Tahun Politik dan Potensi Perpecahan Bangsa
Peringatan haul Bung Karno tahun ini dirasa istimewa lantaran bertepatan dengan tahun politik jelang pesta demokrasi 2024. Galibnya tahun politik, kondisi masyarakat kita tentu diwarnai oleh beragam kontroversi dan polemik. Kontestasi politik yang sengit memang kerap menimbulkan riak-riak dalam relasi sosial-kebangsaan.
Terlebih dalam beberapa tahun belakangan, panggung politik kita diwarnai oleh praktik politik identitas dan politisasi agama yang bertendensi memecah-belah bangsa. Residu politisasi agama dan politik identitas itu antara lain mewujud pada kian runcingnya polarisasi di tengah masyarakat. Publik ini terpecah ke dalam dua kelompok besar akibat perbedaan afiliasi politik.

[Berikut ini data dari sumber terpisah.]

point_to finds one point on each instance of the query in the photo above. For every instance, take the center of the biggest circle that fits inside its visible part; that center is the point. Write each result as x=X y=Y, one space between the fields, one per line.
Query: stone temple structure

Di tengah situasi kebangsaan yang demikian ini, haul Bung Karno hendaknya direfleksikan secara nyata ke dalam upaya membumikan Pancasila sebagai salah satu warisan pemikiran terbesarnya. Di tahun politik ini, Pancasila lebih spesifik lagi etika Pancasila tentang politik dan demokrasi sangat relevan untuk diimplementasikan.
Pancasila memang tidak secara eksplisit menyebut sistem politik yang cocok untuk Indoenesia. Namun demikian, secara implisit Pancasila telah memberikan gambaran atau garis besar sistem politik yang relevan untuk Indoenesia.
Hal itu termaktub di dalam sila keempat yang berbunyi “Kerakyatan yang Dipimpin oleh Hikmat Kebijaksanaan dalam Permusyawaratan Perwakilan“. Sila keempat itu sekaligus menjadi dasar untuk mengembangkan etika politik dan demokrasi di Indonesia.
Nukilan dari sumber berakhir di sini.